Background: Although non-invasive mechanical ventilation (NIV) is the gold standard treatment for patients with acute exacerbation of COPD (AECOPD) developing respiratory acidosis, failure rates still range from 5% to 40%. Recent studies have shown that the onset of severe diaphragmatic dysfunction (DD) during AECOPD increases risk of NIV failure and mortality in this subset of patients. Although the imbalance between the load and the contractile capacity of inspiratory muscles seems the main cause of AECOPD-induced hypercapnic respiratory failure, data regarding the influence of mechanical derangement on DD in this acute phase are lacking. With this study, we investigate the impact of respiratory mechanics on diaphragm function in AECOPD patients experiencing NIV failure. Methods: Twelve AECOPD patients with respiratory acidosis admitted to the Respiratory ICU of the University Hospital of Modena from 2017 to 2018 undergoing mechanical ventilation (MV) due to NIV failure were enrolled. Static respiratory mechanics and end-expiratory lung volume (EELV) were measured after 30 mins of volume control mode MV. Subsequently, transdiaphragmatic pressure (Pdi) was calculated by means of a sniff maneuver (Pdisniff) after 30 mins of spontaneous breathing trial. Linear regression analysis and Pearson's correlation coefficient served to assess associations. Results: Average Pdisniff was 23.3 cmH2O (standard deviation 29 cmH2O) with 3 patients presenting bilateral diaphragm palsy.

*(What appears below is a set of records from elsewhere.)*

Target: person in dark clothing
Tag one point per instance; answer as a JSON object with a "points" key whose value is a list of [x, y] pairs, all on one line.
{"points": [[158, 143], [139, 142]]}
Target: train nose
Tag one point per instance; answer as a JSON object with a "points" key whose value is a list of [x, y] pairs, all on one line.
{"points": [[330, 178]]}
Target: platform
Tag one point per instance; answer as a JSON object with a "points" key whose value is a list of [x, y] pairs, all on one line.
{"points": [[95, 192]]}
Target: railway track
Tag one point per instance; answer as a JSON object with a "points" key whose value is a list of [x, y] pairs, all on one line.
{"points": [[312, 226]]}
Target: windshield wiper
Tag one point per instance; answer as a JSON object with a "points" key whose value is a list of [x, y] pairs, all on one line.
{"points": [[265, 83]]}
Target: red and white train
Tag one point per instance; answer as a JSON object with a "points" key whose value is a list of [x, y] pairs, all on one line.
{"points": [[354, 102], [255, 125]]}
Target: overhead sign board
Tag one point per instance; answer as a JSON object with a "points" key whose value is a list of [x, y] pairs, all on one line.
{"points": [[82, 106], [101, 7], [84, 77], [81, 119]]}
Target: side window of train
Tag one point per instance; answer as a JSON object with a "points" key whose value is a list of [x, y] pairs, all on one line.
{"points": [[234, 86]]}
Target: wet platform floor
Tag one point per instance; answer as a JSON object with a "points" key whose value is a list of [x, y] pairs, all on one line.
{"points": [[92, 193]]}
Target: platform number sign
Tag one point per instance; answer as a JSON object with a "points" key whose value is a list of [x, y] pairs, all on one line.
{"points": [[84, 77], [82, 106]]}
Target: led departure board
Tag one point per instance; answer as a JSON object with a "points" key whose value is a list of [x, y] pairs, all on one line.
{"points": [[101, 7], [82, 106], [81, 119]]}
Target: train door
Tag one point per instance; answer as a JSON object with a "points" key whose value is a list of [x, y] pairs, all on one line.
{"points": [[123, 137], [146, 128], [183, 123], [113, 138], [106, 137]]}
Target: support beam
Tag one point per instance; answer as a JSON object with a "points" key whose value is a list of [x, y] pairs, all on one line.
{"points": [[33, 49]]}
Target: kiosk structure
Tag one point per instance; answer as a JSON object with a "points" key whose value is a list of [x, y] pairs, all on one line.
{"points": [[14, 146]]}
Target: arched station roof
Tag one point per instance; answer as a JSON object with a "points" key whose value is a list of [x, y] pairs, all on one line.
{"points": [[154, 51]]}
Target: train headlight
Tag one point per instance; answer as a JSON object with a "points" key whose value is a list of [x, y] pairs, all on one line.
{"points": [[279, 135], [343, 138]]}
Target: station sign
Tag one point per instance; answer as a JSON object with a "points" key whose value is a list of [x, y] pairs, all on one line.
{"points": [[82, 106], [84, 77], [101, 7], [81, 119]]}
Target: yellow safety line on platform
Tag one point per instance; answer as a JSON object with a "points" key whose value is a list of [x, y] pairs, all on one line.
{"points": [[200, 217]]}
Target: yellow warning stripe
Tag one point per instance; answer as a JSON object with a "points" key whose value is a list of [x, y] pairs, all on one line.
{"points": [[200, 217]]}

Pdisniff was directly correlated with static lung elastance (r=0.69, p=0.001) while inverse correlation was found with dynamic intrinsic PEEP (r=-0.73, p=0.007). No significant correlation was found with static intrinsic PEEP (r=-0.55, p=0.06), EELV (r=-0.4, p=0.3), airway resistance (r=-0.2, p=0.54), chest wall, and total elastance (r=-0-01, p=0.96 and r=0.3, p=0.36, respectively). Significant linear inverse correlation was found between Pdisniff and the ratio between Pdi assessed at tidal volume and Pdi sniff (r=-0.82, p=0.02). Conclusion: The causes of extreme DD in AECOPD patients who experienced NIV failure might be predominantly mechanical, driven by a severe dynamic hyperinflation that overlaps on an elastic lung substrate favoring volume overload.